Caroline looks down, shaking her head. “Alright, Siobhan.”
“What? I can’t have any fucking friends?”
“Of course, darling.”
Caroline puts her cigarette out and ceremoniously shakes her shoulders, as if cleansing herself from the conversation. She starts walking towards the door, before turning over her shoulder to Shiv.
“You can also have more, Siobhan. He is dead. No need to look for his shadow under the door.”
“Uh huh.”
With that, Caroline goes back to the party, leaving Shiv alone with her half burnt cigarette. She turns back to the railing, watching the sun dip below the skyline, her eyes following a stray bird or plane every now and then.
She’s never been into gardening, so she doesn’t know that much about it. But she knows everything needs good soil to grow in. And she knows once the soil is poisoned there’s very little chance of anything surviving in it. What can she grow if all she has is mud?
She doesn’t hear the door open, only feels the lightest pressure on the small of her back and quiet voice that brings her back to the terrace.
“You okay?”
Shiv looks down at the burnt out cigarette dangling between her fingers. She throws the stub in the wine glass she’s been using as an ashtray, before turning to face Karolina.
“Yeah. Just, you know, weird day.” she sighs, her voice slightly shaking.
Karolina nods, throwing a glance towards the setting sun. “It’s almost over.”
“Thank god.”
Karolina keeps her eyes on the party inside and her voice low and soft. “You wanna come over tonight?”
“Wouldn’t it just be easier to stay here?”
She regrets the suggestion before it’s even left her lips. Though she’s had Karolina over many times before, it had never felt quite right. The walls of the apartment held too much, had trapped in every bad memory from the past few years like mould—silently rotting it from the inside out. She fears letting all of that cling to Karolina.

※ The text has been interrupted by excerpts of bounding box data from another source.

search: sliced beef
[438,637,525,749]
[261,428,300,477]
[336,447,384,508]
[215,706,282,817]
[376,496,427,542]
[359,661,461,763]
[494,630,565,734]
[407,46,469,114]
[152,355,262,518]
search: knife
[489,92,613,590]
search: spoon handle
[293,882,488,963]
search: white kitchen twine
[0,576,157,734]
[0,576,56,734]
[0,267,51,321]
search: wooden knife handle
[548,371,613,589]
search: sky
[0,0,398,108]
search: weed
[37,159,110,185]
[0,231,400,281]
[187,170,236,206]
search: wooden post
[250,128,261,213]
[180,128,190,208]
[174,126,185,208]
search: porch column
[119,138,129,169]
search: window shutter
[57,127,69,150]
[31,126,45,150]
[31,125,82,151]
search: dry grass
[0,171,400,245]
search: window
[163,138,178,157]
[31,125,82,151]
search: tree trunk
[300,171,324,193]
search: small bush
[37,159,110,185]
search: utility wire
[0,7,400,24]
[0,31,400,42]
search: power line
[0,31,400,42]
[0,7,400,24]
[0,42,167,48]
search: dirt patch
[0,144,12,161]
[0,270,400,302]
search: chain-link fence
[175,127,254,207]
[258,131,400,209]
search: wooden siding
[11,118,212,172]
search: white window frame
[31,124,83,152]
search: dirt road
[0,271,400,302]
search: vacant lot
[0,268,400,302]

“It would.” Karolina nods. “Hey, how about we get a room somewhere?” she says, after some contemplation.
“What, like, we go down to the hotel bar and you pretend you’re a call girl?” Shiv smirks.
“No, Siobhan.” Karolina raises her glass to cover her face, attempting to hide her laughter. “Like—we just spend a night someplace neither us have ever felt bad in.”
A place with good soil. Like there’s still a chance something good could grow.
Karolina always says things like these like they’re part of the natural order, like the most obvious choice for her is to keep Shiv safe—to take the bad stuff away.
“Yeah, okay.”
For tonight, Shiv decides, she’ll let it happen. See if anything grows.